Your benefits from using parallel processing with tools that use the TE or the Pairwise processing will be dependent on the data itself, and the available resources on the machine it is being run on. You will want your machine to have at least 4 cores, but more are recommended. In ArcGIS Pro 1.3 the TE tools will only use 4 cores. Pairwise tools will use from 1 to the number of cores on the machine (all the available cores on the machine will be used providing there is enough work to be done to use all the cores). As far as memory (RAM) goes, the more the merrier. There are no general guidelines on how much memory you’ll need, there are infinite possibilities depending on the size and complexity of your data.
The default behavior of the tools and parallel processing gives you a hint as to where you should start when investigating if parallel processing is going to help your analysis perform more quickly.
For Pairwise tools, parallel processing is turned ON by default. Generally, but not always, when run in parallel the Pairwise tools will run as fast as or faster than when run with parallel off for a large variety of data.

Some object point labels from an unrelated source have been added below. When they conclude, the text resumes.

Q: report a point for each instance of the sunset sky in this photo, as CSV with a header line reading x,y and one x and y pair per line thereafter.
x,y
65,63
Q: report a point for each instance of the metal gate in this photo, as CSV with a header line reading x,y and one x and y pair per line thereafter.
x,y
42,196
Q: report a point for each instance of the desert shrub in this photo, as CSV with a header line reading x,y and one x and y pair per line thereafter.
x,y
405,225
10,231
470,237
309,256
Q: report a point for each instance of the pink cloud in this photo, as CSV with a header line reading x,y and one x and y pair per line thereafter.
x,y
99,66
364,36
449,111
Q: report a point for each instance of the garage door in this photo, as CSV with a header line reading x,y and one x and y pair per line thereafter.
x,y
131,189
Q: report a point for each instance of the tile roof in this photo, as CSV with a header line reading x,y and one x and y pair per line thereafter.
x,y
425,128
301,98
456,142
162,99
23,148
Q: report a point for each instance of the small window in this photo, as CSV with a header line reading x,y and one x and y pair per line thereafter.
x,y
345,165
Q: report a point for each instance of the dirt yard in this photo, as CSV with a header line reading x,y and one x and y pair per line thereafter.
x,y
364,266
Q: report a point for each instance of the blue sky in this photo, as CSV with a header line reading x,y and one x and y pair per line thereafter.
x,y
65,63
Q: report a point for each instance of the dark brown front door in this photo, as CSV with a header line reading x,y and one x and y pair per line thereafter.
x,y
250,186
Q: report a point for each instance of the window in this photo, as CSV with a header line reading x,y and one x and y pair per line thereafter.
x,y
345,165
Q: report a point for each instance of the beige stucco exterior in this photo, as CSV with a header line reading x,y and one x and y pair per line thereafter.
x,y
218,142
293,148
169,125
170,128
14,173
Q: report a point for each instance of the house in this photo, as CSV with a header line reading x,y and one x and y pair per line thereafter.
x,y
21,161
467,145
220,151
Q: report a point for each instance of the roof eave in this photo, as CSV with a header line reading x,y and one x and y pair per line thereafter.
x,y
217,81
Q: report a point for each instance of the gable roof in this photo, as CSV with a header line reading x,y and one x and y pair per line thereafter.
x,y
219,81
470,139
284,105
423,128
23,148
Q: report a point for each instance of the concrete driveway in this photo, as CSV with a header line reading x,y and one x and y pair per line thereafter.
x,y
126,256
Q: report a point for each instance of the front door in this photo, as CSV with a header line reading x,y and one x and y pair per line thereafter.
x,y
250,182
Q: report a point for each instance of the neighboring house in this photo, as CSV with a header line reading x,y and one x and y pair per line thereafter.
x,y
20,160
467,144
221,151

For Standard Overlay tools the default is for parallel processing to be OFF (remember, at 1.3 only area-area overlay supports parallel processing). For small, simple data parallel processing will most likely slow things down for standard overlay tools. Mid to very large, complex overlay operations may benefit from parallel processing if the machine the operations are being run on can support it.

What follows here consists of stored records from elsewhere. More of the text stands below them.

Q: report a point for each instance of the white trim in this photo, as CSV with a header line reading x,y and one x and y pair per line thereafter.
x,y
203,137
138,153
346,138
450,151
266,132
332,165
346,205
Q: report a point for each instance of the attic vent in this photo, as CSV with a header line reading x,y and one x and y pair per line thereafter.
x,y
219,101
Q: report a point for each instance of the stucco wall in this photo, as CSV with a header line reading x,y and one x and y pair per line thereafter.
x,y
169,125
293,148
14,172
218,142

So, should you try parallel? I believe that there are a lot of performance gains to be seen with lots of different types of data when using the Pairwise Buffer and Pairwise Dissolve tools in parallel. Results will vary, but I’d give them a try and compare your results when running the same analysis using the basic functionality of the Buffer and Dissolve tools. The Pairwise Intersect tool run in parallel will have more varied results but there will be performance benefits to be had (keep in mind the output differences with Pairwise Intersect vs Intersect that will make you rethink your workflow). For the tools that use the Topology Engine, if the inputs are polygon and you have analysis workflows you run over and over against extremely large, complex data, give it a try to see if you are can get an improvement in performance. Just remember, the more memory you have, the more likely you will have success!